October 07, Colombo (LNW): In its latest assessment of Sri Lanka’s economic prospects, the World Bank has called for far-reaching structural reforms to secure long-term growth and help lift millions out of poverty.
The institution’s recommendations come as the island nation emerges from a devastating financial collapse that saw it default on its external debt and experience soaring inflation and widespread hardship.
According to the World Bank’s newly released Development Update, Sri Lanka’s economy is on a fragile recovery path, with projected growth of 4.6 per cent in 2025, potentially slowing to 3.5 per cent the following year.
However, sustained progress will depend on how effectively the country implements key reforms in trade, labour, land ownership, and public finance.
One of the central messages of the report is the need for Sri Lanka to liberalise its “factors of production”—namely labour and land—both of which are currently bound by outdated legal frameworks and state control.
Richard Walker, the World Bank’s Senior Country Economist for Sri Lanka, noted that the labour market is governed by legislation dating back several decades, creating layers of bureaucracy and uncertainty for investors. “Employers are often deterred by the complexity of the labour regulations, which in turn hampers job creation. This rigidity also disproportionately affects women’s participation in the workforce,” he said, describing female employment as an underutilised area of potential.
On the issue of land, the World Bank highlighted that approximately 80 per cent of land remains under state control, managed by a maze of overlapping authorities with unclear mandates. This situation stifles agricultural productivity and makes private investment in land development difficult. “Clarifying land ownership and improving access is critical not only for farmers but for long-term sustainable land management and urban development,” Walker added.
Public investment is another area the Bank scrutinised, urging the government to be more selective and strategic. Rather than launching new projects indiscriminately, authorities are advised to complete existing infrastructure works, shift focus to essential maintenance, and employ a more data-driven approach to planning. Shruti Lakhtakia, Country Economist for Sri Lanka, emphasised the need for a more integrated public investment management system that streamlines project selection, appraisal, and execution.

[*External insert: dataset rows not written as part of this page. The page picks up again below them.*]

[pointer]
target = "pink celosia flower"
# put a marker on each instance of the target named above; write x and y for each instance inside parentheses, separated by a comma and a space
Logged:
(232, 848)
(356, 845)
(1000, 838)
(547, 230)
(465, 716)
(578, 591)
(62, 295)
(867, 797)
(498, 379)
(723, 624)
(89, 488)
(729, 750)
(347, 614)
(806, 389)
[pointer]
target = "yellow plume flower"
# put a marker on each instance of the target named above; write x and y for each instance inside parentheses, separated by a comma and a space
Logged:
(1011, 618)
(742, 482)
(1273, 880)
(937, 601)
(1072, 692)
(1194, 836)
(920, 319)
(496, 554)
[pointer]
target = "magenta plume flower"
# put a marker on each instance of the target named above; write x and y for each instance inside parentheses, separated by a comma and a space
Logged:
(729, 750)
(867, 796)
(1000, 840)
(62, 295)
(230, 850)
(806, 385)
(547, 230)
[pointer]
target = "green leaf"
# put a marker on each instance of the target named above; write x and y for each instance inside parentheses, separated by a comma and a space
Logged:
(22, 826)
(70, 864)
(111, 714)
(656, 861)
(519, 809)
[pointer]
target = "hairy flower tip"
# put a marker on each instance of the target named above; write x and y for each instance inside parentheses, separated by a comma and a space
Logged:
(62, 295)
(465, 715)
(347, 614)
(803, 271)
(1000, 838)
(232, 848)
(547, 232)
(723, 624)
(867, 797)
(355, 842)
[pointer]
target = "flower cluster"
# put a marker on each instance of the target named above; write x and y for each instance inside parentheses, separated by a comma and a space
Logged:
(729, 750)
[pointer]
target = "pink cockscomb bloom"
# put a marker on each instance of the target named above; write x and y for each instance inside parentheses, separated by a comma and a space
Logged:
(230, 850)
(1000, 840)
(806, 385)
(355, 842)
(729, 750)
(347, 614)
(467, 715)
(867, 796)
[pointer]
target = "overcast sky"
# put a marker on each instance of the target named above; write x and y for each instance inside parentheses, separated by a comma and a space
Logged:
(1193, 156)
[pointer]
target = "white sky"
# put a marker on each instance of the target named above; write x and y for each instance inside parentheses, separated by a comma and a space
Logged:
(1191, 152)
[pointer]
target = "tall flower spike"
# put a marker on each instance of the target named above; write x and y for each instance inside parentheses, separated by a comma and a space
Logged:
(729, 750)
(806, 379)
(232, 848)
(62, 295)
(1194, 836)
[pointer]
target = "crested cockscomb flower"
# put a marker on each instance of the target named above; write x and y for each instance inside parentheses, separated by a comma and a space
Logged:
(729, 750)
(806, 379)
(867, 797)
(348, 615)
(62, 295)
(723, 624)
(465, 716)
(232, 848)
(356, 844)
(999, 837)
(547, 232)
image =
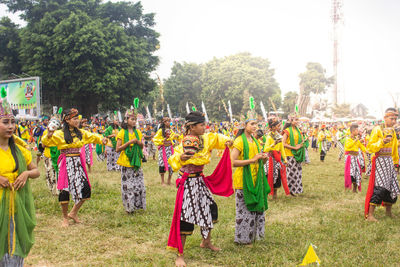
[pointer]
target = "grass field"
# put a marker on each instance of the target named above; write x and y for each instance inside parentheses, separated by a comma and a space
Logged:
(324, 215)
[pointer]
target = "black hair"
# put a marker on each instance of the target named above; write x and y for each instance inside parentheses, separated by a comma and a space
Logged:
(13, 148)
(67, 133)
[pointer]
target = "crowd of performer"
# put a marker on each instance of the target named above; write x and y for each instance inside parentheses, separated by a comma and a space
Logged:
(256, 158)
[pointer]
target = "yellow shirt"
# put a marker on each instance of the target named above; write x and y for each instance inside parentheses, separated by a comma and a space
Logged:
(24, 135)
(375, 143)
(288, 151)
(270, 145)
(353, 145)
(123, 159)
(238, 174)
(158, 139)
(210, 141)
(7, 165)
(58, 140)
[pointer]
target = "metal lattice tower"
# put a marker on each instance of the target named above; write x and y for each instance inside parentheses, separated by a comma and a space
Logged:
(337, 19)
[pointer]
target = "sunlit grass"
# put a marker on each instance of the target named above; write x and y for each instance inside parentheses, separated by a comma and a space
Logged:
(325, 215)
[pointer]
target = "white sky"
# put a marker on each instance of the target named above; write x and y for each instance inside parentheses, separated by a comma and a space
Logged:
(289, 33)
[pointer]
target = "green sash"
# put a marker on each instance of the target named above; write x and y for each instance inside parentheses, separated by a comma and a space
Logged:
(135, 153)
(255, 196)
(22, 207)
(300, 154)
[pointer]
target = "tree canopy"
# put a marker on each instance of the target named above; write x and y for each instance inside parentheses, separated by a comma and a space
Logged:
(89, 54)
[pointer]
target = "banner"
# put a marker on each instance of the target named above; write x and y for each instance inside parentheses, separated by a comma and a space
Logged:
(23, 95)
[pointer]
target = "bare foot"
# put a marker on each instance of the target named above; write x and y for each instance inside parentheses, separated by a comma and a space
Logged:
(65, 223)
(180, 261)
(371, 218)
(209, 246)
(74, 218)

Fiscal discipline remains a major concern. While recent tax increases have led to higher revenues, Sri Lanka’s massive debt burden leaves little room for wasteful spending. The report underlined the importance of redirecting expenditure towards projects with demonstrable value and long-term benefits.
Reforming the public sector was also identified as crucial. Over time, Sri Lanka has built a bloated public service, with frequent hiring sprees—often politically motivated—adding thousands to the payroll without corresponding increases in productivity.

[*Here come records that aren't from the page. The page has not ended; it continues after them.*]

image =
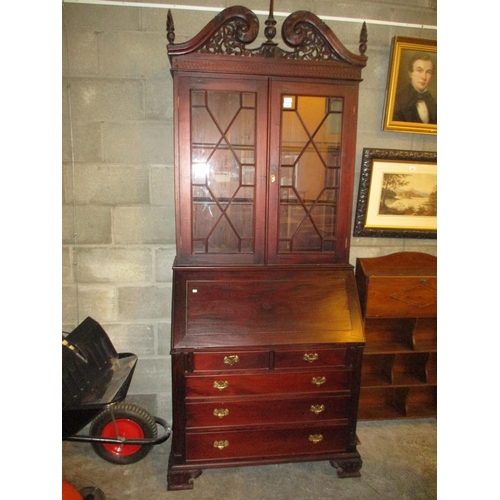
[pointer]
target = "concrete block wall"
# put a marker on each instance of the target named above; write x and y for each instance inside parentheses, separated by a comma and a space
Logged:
(118, 197)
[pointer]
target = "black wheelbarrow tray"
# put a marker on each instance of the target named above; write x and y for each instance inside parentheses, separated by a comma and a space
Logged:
(96, 380)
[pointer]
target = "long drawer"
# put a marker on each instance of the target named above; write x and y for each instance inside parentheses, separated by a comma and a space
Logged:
(244, 444)
(232, 384)
(266, 411)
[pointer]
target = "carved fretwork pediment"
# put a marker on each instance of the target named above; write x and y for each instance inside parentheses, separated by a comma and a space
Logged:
(235, 28)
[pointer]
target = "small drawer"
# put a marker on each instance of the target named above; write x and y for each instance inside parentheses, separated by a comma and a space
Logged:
(395, 297)
(245, 444)
(230, 360)
(310, 358)
(228, 384)
(234, 413)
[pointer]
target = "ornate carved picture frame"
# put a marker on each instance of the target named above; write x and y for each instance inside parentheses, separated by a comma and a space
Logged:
(411, 97)
(397, 196)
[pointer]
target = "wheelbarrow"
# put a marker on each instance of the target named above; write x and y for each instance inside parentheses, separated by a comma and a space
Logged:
(96, 380)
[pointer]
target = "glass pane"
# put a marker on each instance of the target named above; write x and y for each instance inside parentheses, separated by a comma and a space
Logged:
(248, 175)
(306, 238)
(223, 171)
(205, 217)
(224, 174)
(312, 111)
(336, 103)
(309, 173)
(204, 130)
(223, 106)
(248, 100)
(198, 98)
(242, 131)
(223, 239)
(241, 217)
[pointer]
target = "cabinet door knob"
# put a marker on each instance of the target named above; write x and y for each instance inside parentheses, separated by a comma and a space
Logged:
(221, 385)
(221, 444)
(311, 357)
(231, 360)
(315, 438)
(317, 408)
(318, 380)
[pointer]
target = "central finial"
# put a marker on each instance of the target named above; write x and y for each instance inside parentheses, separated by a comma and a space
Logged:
(270, 29)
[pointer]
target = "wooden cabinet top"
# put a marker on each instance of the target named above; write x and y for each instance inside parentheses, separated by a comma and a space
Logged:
(399, 264)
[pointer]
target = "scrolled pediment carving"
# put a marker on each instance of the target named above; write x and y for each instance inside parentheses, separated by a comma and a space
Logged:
(233, 29)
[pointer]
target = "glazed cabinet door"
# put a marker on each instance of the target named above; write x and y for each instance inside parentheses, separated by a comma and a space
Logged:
(221, 176)
(312, 151)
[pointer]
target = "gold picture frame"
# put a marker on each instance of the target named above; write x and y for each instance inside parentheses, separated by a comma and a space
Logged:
(397, 196)
(412, 74)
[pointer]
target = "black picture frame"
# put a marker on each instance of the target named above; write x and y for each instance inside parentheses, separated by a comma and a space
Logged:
(371, 220)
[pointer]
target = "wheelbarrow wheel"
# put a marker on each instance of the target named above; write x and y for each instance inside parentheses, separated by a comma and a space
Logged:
(132, 422)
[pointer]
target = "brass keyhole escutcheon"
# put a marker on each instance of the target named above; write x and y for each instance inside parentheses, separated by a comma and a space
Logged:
(318, 380)
(315, 438)
(317, 408)
(221, 444)
(310, 357)
(231, 360)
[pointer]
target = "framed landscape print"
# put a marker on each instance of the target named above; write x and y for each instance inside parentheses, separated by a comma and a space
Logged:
(397, 195)
(411, 97)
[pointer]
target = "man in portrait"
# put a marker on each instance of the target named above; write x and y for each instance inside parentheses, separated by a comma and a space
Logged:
(414, 103)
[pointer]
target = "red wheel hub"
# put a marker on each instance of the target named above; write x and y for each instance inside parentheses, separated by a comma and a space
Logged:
(127, 429)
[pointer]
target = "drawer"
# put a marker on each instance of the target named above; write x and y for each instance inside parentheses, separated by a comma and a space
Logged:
(230, 360)
(310, 358)
(230, 384)
(244, 444)
(261, 411)
(395, 297)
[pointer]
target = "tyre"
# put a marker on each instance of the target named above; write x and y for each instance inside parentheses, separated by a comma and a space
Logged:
(132, 422)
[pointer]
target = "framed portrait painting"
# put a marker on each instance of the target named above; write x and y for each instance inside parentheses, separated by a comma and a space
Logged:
(397, 195)
(411, 96)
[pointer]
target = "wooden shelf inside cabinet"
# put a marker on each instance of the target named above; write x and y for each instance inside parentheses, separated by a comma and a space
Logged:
(398, 295)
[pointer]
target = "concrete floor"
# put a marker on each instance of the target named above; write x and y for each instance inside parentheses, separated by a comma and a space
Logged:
(399, 463)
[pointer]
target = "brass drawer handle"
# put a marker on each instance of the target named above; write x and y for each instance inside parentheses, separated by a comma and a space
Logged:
(221, 444)
(318, 380)
(221, 385)
(231, 360)
(315, 438)
(311, 357)
(317, 408)
(223, 412)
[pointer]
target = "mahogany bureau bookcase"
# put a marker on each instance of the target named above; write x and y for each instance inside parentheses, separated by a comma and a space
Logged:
(267, 334)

Though average public wages are not exceptionally high, the sheer number of government employees is unsustainable for a country of Sri Lanka’s size. The Bank also criticised the current wage structure, which consists of a confusing mix of allowances and basic pay, calling for simplification and rationalisation.
A key backdrop to these recommendations is Sri Lanka’s recent economic collapse. Years of mismanagement, combined with excessive money printing and ill-timed interest rate cuts, triggered a severe currency devaluation and eventually a sovereign default. The consequences were dramatic: inflation soared, food prices surged, and poverty rates ballooned.
Though the central bank has since introduced stabilisation measures, concerns remain. Analysts warn that inflation could continue to rise at an annual rate of 5–7 per cent if fiscal and monetary discipline wavers again, particularly if currency depreciation is used to meet inflation targets.
Despite these risks, there are signs of gradual recovery. The World Bank projects that poverty levels, which spiked dramatically during the crisis, could fall from 24.9 per cent in 2024 to 22.3 per cent in 2025. Still, a significant portion of the population—estimated at around 10 per cent—remains vulnerable and at risk of slipping back into poverty if economic conditions deteriorate.
The report concludes with a cautious note of optimism. While Sri Lanka has begun laying the groundwork for economic recovery, the real test lies in whether it can push forward with difficult but necessary reforms. By creating a more open, transparent, and investor-friendly environment, the country may yet find a sustainable path to prosperity.